Se cruzó con una pareja de ancianos que le sonrió.

– Feliz Navidad -dijeron ambos.

Jimmy respondió con una amable inclinación de cabeza, y prestó atención a las palabras de la mujer:

– Ed, ¿cómo no has dejado los regalos para los niños en el maletero? En los tiempos que corren, ¿quién deja las cosas a la vista en un coche toda la noche?

Jimmy dobló en la esquina y se internó en las sombras, sobre el césped, mientras observaba cómo la pareja se detenía junto a un Toyota oscuro.
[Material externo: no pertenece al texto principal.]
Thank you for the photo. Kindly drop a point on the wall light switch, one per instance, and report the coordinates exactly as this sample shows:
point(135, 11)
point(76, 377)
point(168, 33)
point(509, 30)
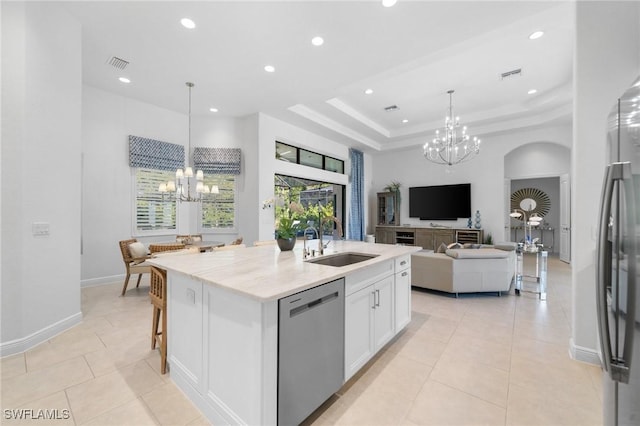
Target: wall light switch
point(191, 296)
point(40, 229)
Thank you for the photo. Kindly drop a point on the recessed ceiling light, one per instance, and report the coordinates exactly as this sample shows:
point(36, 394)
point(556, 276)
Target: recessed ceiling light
point(188, 23)
point(536, 34)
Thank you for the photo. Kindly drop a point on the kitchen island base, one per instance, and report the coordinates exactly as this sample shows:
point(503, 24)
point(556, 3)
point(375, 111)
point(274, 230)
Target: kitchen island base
point(223, 320)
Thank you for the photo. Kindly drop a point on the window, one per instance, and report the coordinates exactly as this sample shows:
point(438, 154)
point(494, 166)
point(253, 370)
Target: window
point(311, 194)
point(292, 154)
point(153, 212)
point(219, 210)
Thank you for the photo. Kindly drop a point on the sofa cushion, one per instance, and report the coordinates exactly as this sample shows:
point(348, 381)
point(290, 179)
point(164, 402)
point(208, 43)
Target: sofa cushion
point(477, 254)
point(442, 248)
point(508, 246)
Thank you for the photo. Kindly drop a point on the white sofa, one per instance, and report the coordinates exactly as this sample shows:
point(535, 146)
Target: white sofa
point(465, 270)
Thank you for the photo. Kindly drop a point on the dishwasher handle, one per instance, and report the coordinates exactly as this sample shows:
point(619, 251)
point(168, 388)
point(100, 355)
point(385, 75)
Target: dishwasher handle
point(313, 304)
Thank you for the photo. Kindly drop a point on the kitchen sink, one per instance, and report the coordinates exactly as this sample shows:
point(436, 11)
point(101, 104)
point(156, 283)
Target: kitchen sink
point(342, 259)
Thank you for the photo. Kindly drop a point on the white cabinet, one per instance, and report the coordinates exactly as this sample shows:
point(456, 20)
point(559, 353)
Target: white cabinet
point(383, 312)
point(403, 292)
point(358, 348)
point(369, 322)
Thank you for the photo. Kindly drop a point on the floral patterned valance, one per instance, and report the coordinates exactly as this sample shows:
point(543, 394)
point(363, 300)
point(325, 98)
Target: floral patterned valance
point(154, 154)
point(224, 161)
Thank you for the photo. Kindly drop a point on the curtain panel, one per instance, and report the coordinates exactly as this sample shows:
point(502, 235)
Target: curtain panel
point(153, 154)
point(356, 206)
point(223, 161)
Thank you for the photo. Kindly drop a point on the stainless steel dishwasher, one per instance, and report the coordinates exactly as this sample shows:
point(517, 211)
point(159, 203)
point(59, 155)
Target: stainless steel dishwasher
point(310, 350)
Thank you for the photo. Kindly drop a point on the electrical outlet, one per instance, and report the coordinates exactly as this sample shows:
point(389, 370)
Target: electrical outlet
point(40, 229)
point(191, 296)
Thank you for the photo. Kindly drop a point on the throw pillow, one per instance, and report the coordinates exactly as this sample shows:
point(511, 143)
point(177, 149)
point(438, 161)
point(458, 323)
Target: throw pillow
point(137, 249)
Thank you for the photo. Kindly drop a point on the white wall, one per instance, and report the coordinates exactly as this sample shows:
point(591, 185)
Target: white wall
point(486, 174)
point(538, 160)
point(605, 64)
point(41, 145)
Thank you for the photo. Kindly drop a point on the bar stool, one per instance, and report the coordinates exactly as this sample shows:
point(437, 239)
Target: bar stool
point(158, 296)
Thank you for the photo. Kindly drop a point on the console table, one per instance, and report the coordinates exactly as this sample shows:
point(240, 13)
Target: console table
point(428, 238)
point(536, 230)
point(540, 278)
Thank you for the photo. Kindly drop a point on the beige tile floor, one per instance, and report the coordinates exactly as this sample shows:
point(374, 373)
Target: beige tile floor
point(476, 360)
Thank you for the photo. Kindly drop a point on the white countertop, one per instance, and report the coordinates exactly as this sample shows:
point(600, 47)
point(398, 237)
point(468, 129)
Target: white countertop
point(266, 273)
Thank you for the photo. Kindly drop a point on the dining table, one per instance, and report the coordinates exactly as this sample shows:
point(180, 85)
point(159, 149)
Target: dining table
point(202, 246)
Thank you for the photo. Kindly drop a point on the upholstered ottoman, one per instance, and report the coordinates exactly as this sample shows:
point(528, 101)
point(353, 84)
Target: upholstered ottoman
point(464, 270)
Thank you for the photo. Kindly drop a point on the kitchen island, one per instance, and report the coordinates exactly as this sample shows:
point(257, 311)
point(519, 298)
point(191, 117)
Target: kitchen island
point(223, 319)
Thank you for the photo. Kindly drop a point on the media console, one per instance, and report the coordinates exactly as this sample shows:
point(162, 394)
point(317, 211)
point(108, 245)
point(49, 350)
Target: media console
point(428, 238)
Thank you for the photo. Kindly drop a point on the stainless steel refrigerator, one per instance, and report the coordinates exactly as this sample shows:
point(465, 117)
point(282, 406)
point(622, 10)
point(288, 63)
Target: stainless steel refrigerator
point(618, 266)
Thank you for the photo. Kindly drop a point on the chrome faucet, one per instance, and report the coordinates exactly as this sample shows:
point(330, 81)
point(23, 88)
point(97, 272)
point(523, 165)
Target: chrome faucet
point(305, 254)
point(322, 221)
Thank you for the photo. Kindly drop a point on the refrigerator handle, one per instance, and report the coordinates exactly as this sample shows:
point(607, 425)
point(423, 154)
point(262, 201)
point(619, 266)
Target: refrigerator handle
point(631, 253)
point(618, 368)
point(603, 274)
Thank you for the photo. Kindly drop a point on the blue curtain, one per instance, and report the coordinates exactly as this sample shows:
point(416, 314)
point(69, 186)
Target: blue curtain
point(356, 207)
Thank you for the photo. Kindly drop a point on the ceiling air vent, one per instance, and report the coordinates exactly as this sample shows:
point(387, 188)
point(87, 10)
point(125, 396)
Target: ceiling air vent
point(511, 73)
point(116, 62)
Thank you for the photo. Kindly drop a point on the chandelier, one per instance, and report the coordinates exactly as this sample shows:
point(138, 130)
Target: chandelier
point(183, 183)
point(454, 145)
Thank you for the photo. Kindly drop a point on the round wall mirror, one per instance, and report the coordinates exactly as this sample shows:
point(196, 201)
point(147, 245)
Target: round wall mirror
point(531, 200)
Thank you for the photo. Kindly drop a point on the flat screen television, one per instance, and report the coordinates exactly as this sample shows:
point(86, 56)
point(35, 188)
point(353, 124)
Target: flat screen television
point(440, 202)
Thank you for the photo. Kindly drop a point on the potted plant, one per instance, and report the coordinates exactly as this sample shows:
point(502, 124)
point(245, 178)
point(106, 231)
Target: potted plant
point(287, 225)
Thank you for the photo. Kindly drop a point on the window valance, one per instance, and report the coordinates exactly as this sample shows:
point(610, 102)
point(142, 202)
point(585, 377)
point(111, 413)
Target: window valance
point(224, 161)
point(154, 154)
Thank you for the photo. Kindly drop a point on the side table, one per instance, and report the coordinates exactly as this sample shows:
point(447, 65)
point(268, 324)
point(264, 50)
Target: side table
point(540, 277)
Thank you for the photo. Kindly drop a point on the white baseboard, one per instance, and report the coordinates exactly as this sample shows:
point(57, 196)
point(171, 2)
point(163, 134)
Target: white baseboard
point(24, 344)
point(580, 353)
point(94, 282)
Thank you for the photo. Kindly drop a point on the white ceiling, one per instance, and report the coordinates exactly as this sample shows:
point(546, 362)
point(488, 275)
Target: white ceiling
point(410, 55)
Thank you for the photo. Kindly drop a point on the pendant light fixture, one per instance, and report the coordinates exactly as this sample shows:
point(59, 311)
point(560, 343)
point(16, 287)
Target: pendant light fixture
point(183, 183)
point(454, 145)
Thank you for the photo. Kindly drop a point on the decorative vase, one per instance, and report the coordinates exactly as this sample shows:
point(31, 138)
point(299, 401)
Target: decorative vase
point(478, 226)
point(286, 244)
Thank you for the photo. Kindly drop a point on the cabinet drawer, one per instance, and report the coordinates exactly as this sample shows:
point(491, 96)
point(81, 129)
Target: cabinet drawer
point(360, 279)
point(402, 262)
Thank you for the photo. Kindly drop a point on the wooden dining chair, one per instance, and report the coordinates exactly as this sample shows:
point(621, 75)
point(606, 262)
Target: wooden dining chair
point(158, 296)
point(230, 247)
point(161, 247)
point(134, 255)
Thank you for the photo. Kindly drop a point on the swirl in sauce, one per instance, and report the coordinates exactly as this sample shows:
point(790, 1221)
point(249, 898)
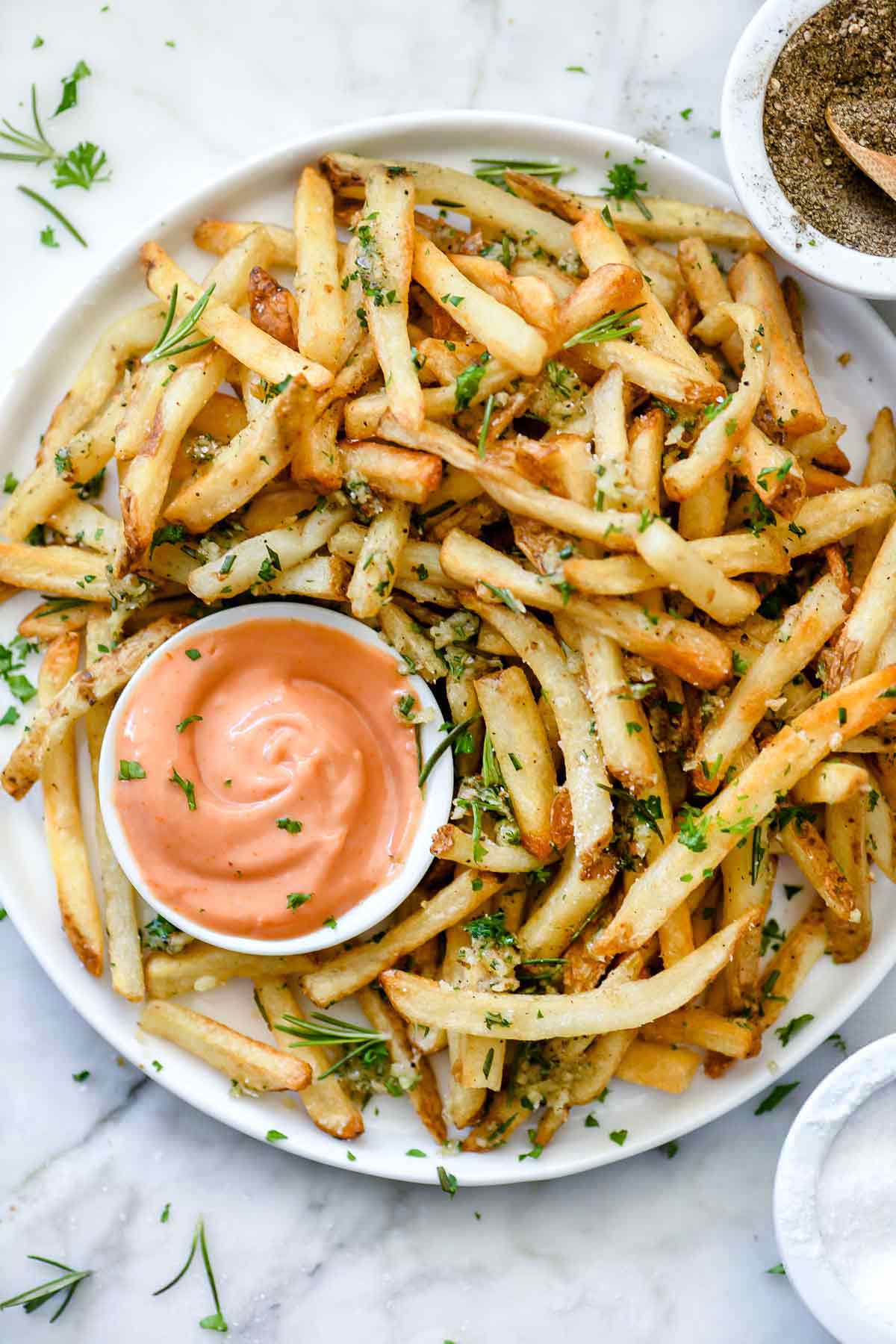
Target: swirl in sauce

El hombre abrió la portezuela y del asiento trasero sacó un caballito de balancín que tendió a la mujer y otra media docena de paquetes envueltos en papel de regalo. Con su ayuda, metió todo en el maletero, cerró el coche y regresó a la acera.

– Espero que el teléfono esté bien en la guantera-oyó Jimmy decir a la mujer.

– Por supuesto. Aunque para mí es una pérdida de dinero. Me muero por ver la expresión de Bobby cuando abra los paquetes mañana.

Luego volvieron la esquina y desaparecieron. Lo que significaba que desde su apartamento no verían que el coche había desaparecido.

Esperó diez minutos y se encaminó hacia el vehículo.

Unos copos de nieve se arremolinaban a su alrededor. Al cabo de dos minutos salía de allí conduciendo. Eran las cinco y cuarto. Se dirigió al apartamento de Cally, en la Diez y la B. Sabía que su hermana se sorprendería de verlo, y que no se alegraría de ello. Probablemente pensaba que él no sabía su dirección. ¿Acaso creía que él no tenía forma de seguirle la pista, incluso desde Riker's Island?, Se preguntó.

"Hermana mayor -pensó mientras conducía por la calle Catorce-, ¡prometiste a la abuela que cuidarías de mí!" "Jimmy necesita que lo orienten. Anda en malas compañías, y se deja arrastrar con mucha facilidad", había dicho la abuela. Sin embargo, Cally no había ido ni una vez a la cárcel a visitarlo. Ni una sola vez. El ni siquiera había tenido noticias de ella.